Advanced Mode

Dry-run & A/B testing

Two Advanced Mode tools for iterating on your prompt without paying the cost (latency + tokens) of a full deploy → environment → session → run cycle.

The dry-run ("Test the agent")

A collapsible section at the bottom of the right-hand panel. You type a question, we call Anthropic's Messages API directly with the resolved system prompt — no tools, no agent created. The response arrives in 2-3 seconds.

What it's for

Checking that the prompt's tone and intent are correct
Seeing how the model interprets an ambiguous instruction
Spotting a forgotten {{x}} variable (it shows up as-is in the response)
Testing an alternative wording in 30 seconds

Without tools, it isn't a full testThe dry-run doesn't run bash, web_fetch, or the other tools.
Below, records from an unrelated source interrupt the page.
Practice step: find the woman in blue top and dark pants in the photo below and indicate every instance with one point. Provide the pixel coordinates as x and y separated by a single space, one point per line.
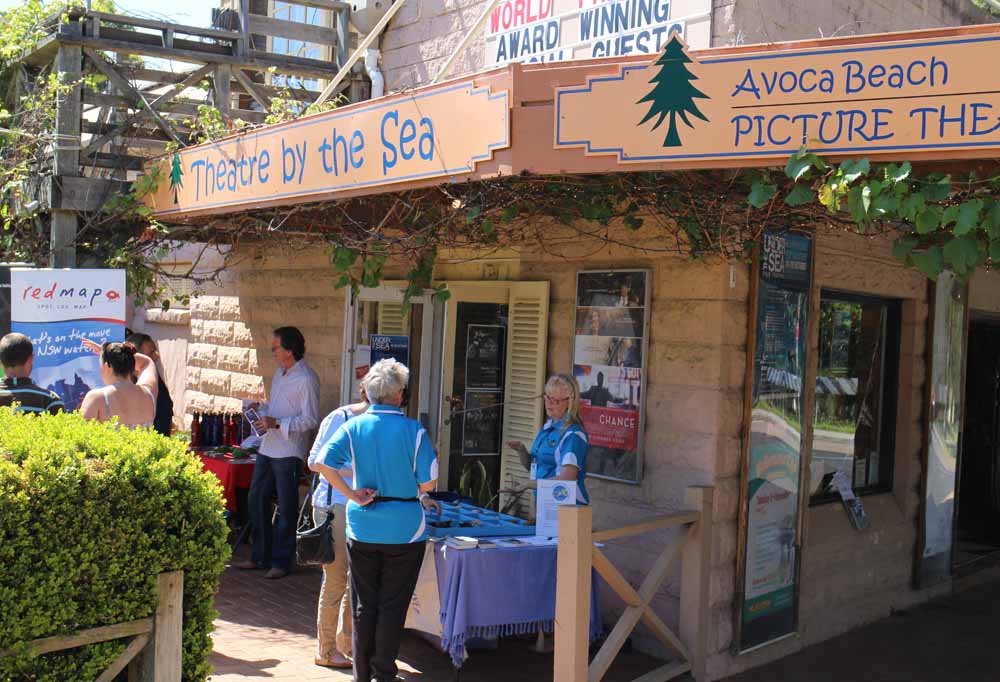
395 468
560 448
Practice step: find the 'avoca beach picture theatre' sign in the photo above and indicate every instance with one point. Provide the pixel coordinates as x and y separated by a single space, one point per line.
934 94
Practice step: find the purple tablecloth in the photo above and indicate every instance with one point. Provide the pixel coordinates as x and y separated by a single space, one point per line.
493 592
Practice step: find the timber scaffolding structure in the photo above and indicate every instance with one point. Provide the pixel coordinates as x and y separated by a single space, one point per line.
103 136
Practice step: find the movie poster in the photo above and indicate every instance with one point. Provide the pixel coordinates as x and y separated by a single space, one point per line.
609 348
4 302
57 309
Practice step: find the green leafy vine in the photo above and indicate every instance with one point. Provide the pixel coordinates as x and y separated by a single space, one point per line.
939 222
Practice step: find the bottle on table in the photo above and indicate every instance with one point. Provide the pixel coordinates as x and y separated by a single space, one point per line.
196 430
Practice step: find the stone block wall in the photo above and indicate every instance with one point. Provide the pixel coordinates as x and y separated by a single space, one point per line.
737 22
423 34
229 357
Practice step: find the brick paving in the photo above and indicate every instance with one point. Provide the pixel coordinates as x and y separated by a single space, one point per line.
953 638
266 630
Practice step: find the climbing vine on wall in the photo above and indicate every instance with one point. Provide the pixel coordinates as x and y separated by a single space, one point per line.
939 221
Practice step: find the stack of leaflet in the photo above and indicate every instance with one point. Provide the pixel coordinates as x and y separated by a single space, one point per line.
461 542
470 521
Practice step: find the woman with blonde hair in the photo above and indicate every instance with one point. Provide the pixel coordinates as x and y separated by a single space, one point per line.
132 402
560 449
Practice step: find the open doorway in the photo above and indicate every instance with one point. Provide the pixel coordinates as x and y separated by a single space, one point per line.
978 525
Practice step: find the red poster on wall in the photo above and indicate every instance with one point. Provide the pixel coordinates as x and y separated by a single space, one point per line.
611 427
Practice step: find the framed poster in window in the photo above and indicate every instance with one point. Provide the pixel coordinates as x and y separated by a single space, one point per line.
610 343
768 563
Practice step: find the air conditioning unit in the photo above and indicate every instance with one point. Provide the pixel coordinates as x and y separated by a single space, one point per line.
366 13
225 19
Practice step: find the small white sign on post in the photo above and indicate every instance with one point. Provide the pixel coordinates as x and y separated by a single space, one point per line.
552 494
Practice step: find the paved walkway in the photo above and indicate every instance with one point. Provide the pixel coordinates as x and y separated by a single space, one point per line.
266 630
953 638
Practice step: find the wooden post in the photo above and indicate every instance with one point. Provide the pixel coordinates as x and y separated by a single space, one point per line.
223 92
573 576
66 161
696 569
341 18
243 44
161 659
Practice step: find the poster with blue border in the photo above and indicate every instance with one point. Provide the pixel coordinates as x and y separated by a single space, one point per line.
386 346
57 309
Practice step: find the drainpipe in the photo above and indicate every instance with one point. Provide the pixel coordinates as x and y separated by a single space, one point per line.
371 66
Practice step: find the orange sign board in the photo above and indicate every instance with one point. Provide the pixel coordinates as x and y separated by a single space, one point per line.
874 98
432 133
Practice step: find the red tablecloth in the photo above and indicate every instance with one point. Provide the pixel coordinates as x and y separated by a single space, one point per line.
233 474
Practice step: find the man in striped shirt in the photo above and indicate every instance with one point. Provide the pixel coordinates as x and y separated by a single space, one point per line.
17 356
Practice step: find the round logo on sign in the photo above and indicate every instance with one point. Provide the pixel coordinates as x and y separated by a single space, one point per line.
560 493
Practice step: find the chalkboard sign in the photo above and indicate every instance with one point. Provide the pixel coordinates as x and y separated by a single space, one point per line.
484 355
481 423
769 543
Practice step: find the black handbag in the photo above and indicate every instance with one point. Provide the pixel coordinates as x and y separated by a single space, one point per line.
314 546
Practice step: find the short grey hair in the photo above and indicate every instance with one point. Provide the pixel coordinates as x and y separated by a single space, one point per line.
385 379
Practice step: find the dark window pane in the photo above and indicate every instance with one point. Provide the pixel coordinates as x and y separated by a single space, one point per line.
851 432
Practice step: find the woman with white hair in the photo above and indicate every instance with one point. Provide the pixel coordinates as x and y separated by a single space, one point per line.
395 468
560 448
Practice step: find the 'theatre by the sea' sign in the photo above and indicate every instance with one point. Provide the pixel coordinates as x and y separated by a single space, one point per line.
432 133
872 98
562 30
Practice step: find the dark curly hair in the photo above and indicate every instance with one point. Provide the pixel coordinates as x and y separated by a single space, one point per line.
120 357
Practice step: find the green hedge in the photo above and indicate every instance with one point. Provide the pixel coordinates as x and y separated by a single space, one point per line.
89 515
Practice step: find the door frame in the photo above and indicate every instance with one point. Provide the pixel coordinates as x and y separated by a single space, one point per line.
490 291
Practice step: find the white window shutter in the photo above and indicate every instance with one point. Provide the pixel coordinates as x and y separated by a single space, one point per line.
391 319
527 337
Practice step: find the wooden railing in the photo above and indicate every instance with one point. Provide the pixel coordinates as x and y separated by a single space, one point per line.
578 555
153 655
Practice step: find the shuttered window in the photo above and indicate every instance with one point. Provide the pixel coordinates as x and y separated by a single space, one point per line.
391 319
527 336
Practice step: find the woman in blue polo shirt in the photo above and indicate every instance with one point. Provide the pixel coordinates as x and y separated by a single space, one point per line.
560 448
394 468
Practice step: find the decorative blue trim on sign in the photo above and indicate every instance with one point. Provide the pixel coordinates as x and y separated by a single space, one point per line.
622 156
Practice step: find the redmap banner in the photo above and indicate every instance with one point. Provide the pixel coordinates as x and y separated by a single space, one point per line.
609 347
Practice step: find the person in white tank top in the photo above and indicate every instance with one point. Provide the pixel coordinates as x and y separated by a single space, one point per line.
134 404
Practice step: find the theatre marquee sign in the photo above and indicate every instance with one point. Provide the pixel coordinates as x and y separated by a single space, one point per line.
872 98
438 132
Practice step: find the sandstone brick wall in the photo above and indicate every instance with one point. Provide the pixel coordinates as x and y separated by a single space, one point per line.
740 22
693 412
425 32
229 357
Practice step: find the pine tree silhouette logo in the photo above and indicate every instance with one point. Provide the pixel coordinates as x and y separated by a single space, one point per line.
673 92
176 173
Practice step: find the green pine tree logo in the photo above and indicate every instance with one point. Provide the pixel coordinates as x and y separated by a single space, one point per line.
176 173
673 92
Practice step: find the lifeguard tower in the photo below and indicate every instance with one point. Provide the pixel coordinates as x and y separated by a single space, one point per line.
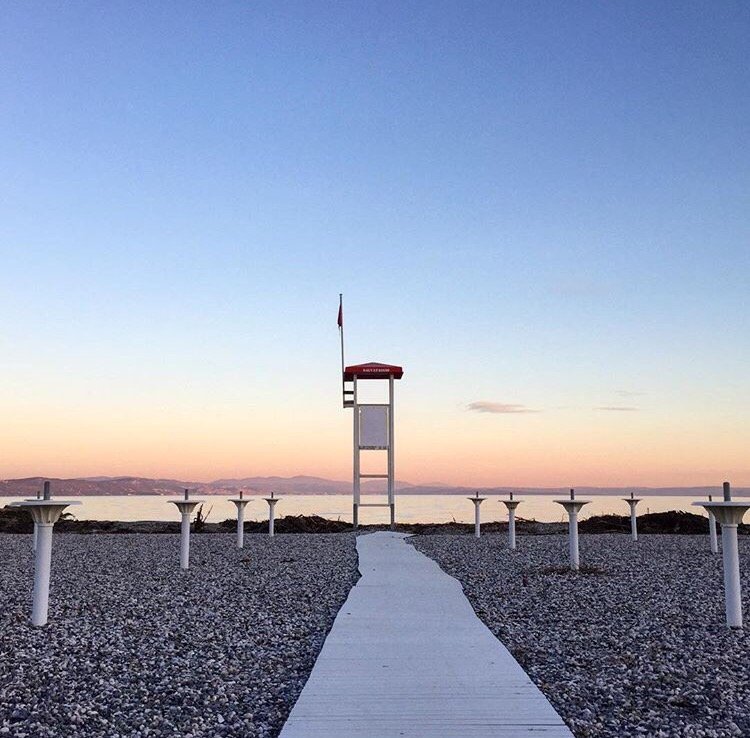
373 430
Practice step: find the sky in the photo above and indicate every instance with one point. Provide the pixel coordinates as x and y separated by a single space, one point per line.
539 209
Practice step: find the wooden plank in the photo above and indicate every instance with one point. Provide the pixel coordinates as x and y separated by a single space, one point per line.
407 657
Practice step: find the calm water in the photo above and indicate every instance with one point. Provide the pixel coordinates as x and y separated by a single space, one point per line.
409 508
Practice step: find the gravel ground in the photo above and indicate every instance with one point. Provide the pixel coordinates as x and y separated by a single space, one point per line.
634 645
135 647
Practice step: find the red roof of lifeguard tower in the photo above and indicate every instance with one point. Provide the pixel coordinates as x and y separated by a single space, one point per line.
373 370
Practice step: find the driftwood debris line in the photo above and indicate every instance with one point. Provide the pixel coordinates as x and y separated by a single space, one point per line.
14 520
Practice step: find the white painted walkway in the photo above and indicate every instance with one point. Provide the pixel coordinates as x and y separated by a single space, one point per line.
408 657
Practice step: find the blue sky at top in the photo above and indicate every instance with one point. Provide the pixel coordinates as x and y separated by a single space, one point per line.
534 203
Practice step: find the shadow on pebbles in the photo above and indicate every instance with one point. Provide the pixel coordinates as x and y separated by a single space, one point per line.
135 647
634 645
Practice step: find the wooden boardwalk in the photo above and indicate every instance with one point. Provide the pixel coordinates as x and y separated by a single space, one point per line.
407 657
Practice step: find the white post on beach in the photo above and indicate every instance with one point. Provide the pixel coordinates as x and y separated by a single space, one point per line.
477 500
572 506
271 513
240 502
511 504
730 515
36 526
46 512
186 507
713 538
633 501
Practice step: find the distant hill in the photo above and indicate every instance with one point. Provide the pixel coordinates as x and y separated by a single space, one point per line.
306 485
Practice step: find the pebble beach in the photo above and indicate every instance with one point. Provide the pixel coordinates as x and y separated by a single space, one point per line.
633 645
135 647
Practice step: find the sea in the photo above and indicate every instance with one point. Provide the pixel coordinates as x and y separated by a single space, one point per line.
409 508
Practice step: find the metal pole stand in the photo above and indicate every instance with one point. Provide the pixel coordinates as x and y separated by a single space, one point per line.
572 506
633 502
45 514
730 514
240 502
186 507
271 514
511 505
477 500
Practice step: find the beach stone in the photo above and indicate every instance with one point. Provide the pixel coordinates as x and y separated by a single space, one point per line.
136 647
633 645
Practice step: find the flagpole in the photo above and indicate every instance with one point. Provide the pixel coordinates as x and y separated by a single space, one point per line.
341 334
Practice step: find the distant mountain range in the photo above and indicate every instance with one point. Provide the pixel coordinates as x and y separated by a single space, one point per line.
304 485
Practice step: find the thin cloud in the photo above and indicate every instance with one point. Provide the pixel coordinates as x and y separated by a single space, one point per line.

If your agent depends on them to do anything at all, the dry-run only shows what the model would say without acting. For an end-to-end test, deploy and launch a real task.

V1 limitations

Single-turn — no history between calls
1024 tokens max in output (adjustable later)
No streaming — the response arrives all at once

A/B testing

Even more powerful: comparing two versions of the system prompt on the same question, side by side. Lets you decide which wording works better before baking it into the agent.

How it works

The "Prompt A/B testing" section, at the bottom of the right-hand panel, just under the dry-run
Variant B = a textarea where you write the alternative version of the system prompt
Shared question = the same message sent to both variants
We run in parallel two /v1/messages calls, one with A (the current prompt), one with B
Both responses show up in a 2-column grid
If you like B, an Adopt variant B button overwrites your current system prompt

Empty variant B = comparing A to AIf you leave field B empty, we compare A to itself. Useful for observing the model's variance between two runs on the same question. Spoiler: it's rarely identical.

Typical use cases

Torn between "Be concise" vs "Be brief, max 3 sentences" — which one holds the format better?
Testing a firmer vs a warmer tone for a support agent
Comparing two breakdowns of a complex task into sub-steps
Before touching a prompt in production, validating that the change doesn't degrade the response on your typical cases

Costs

Both tools are free — the platform funds them. A dry-run = 1 call. An A/B = 2 calls in parallel. There is nothing to pay and nothing to set up.